Appeal of Brown

1 Dall. 311 | Pa. | 1788

The Chief Justice, having stated the points that were made in the cause, now delivered the opinion of the Court.

M'Kean, Chief Justice.

From the evidence we must determine, on the first point, that the money was a payment to the estate of Edgar. It was Brown’s constant practice to transfer all his receipts *312to Dogherty; and this sum of £400. is credited to him in the accounts of the estate kept by the latter.

With respect to the second and third points, it must be observed, that the Courts of Chancery make it a general rule, that he who receives money should be answerable for it; and, therefore, if one Executor becomes insolvent, or bankrupt, the other shall not be charged.
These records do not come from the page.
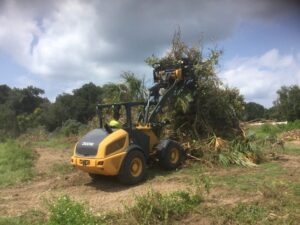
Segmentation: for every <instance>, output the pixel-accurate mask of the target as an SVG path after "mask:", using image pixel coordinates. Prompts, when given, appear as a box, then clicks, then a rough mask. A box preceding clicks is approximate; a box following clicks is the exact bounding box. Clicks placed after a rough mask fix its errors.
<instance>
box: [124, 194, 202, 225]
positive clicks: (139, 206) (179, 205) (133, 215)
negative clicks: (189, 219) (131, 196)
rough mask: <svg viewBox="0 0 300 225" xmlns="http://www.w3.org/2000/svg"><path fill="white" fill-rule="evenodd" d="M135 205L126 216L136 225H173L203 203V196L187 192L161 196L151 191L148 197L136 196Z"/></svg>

There is a difference, however, between Legatees and Creditors; the former being appointed, as well as the Executor, by virtue of the Testator’s will; and consequently cannot impose the same responsibility as the latter. The case in 1 P. Wms. 244. is the only one in point; but on that authority, and the justice of the matter itself, under all its circumstances, we are of opinion that, although Brown would be chargeable if there were creditors, and a deficiency of assets to satisfy them; yet, that he is not answerable to the Legatees.

The £400. must therefore be deducted from the account, with the nine years interest which is charged upon it. As to the rest, we think Brown ought to be well satisfied to pay the interest; particularly as it is not charged from the year 1776 to the year 1781.

The decision of the Orphan’s Court was accordingly affirmed; deducting £400, and nine years interest, from the account.